Skąd czerpać informacje o rabatach? W niektórych przypadkach, jak np. w Skodzie albo w Hyundaiu, dokładne kwoty są wypisane na stronie internetowej lub w konfiguratorze. W innych, rabaty oficjalnie są tajemnicą, ale z pomocą przychodzi Otomoto. Dealerzy wystawiają tam samochody ze swoich stocków i często już w ogłoszeniach informują o upustach. To stąd pochodzi większość przykładów ujętych w tekście. Należy jednak pamiętać, że konkretne oferty mogą się różnić. Czasami sprzedawcy informują, że dany rabat obowiązuje np. tylko przy korzystaniu z danej formy finansowania. Czasami podane na stronie ceny uwzględniają też dotacje z programu „Mój Elektryk”, ja jednak nie brałem dopłat pod uwagę i skupiłem się na rabatach od „zwykłej” ceny. Wreszcie – ostateczna wysokość zniżek zależy także od indywidualnych negocjacji. Być może od podanych warunków da się jeszcze coś „urwać”, dane należy więc traktować poglądowo.
Jednym słowem: nieźle
Rabaty są i funkcjonują, a w niektórych przypadkach potrafią być naprawdę duże. Istnieją na rynku modele, które da się kupić o przeszło 20 proc. taniej w stosunku do ceny z cennika. Co to oznacza? Warto pytać, czytać, dzwonić i negocjować. Warto też dodać, że wielu producentów oprócz rabatów oferuje także promocyjne formy finansowania (np. atrakcyjnie oprocentowane leasingi) albo różne oferty np. na pakiety przeglądów czy ubezpieczeń. Tutaj skupiłem się jednak tylko na rabatach „gotówkowych”. Zerknijmy na rynek.
Abarth
Od 14 500 zł do 21 760 zł – takie rabaty oferują salony w ogłoszeniach na Otomoto dotyczących fabrycznie nowych Abarthów 500e w wersji „zwykłej” i cabrio.
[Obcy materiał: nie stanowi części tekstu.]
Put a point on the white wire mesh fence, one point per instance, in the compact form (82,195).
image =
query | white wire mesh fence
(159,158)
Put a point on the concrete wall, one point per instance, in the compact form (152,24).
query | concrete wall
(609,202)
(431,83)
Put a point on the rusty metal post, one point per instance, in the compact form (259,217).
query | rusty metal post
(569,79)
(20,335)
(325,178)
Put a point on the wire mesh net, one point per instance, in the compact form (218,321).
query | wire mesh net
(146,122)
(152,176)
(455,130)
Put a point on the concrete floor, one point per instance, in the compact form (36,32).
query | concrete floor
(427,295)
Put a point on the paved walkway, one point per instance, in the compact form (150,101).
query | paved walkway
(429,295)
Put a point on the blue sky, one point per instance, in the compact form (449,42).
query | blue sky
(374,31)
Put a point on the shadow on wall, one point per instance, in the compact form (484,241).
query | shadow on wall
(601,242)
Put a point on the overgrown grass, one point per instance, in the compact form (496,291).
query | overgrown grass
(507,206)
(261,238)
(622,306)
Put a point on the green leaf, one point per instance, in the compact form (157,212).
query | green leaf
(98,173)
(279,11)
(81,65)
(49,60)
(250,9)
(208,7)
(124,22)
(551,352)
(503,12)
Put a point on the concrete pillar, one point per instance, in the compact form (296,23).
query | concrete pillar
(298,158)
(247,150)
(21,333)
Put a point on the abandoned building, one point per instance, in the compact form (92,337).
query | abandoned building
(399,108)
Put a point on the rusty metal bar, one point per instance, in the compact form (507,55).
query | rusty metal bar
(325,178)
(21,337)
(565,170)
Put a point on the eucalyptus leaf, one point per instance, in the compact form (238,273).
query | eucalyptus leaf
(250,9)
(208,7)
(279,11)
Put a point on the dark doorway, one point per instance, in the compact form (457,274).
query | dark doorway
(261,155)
To ok. 7-10 proc. wartości tych aut, przy czym sprzedawcy zastrzegają, że rabat obowiązuje w przypadku skorzystania z ich opcji finansowania.
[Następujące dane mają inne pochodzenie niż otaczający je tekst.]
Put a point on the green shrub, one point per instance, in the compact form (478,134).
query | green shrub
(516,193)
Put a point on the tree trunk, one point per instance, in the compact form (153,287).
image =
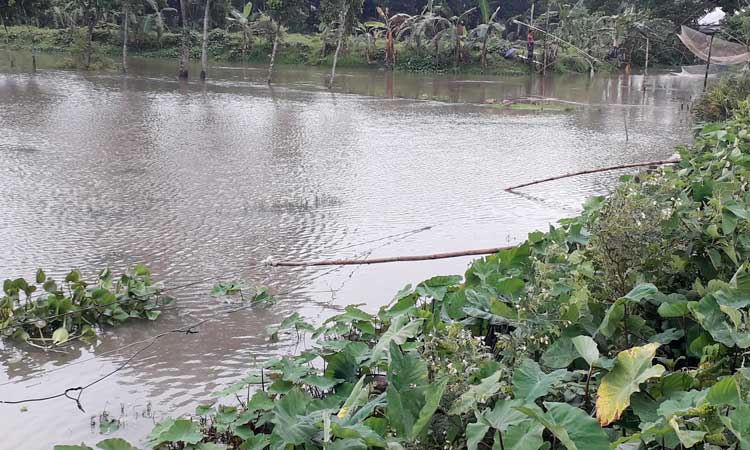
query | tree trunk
(276,37)
(204,50)
(90,24)
(125,14)
(184,42)
(342,25)
(484,47)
W poszukiwaniu przecen na samochody z Ingolstadt zajrzałem na Otomoto, gdzie można znaleźć oferty wystawiane przez salony. Zacznijmy od Q4. Ten crossover może być po rabatach konkurentem dla aut spoza segmentu premium. Zdarzają się egzemplarze kosztujące ok. 200 000 złotych. To interesujące szczególnie, gdy spojrzymy na cennikowe ceny tego auta. Q4 „zaczyna się” od 244 500 zł, a wersja Sportback kosztuje, co najmniej 255 900 zł. Tymczasem egzemplarze wystawiona na Otomoto są znacznie tańsze, a w dodatku nie mają wcale bazowego wyposażenia. Można znaleźć w nich m.in. reflektory LED Matrix, szklany dach czy pakiet z kamerą cofania i adaptacyjnym tempomatem. Atrakcyjne kwoty w ogłoszeniu – np. 206 000 zł – to zasługa rabatów. W zależności od egzemplarza, wynoszą od 12 proc. aż do 24-25 proc. Liczba samochodów jest w przypadku Q4 ograniczona. Jak jest z innymi modelami Audi? Przy Q8 e-tron można liczyć na ok. 12 procent, a przy e-tronie GT na 18 proc. rabatu.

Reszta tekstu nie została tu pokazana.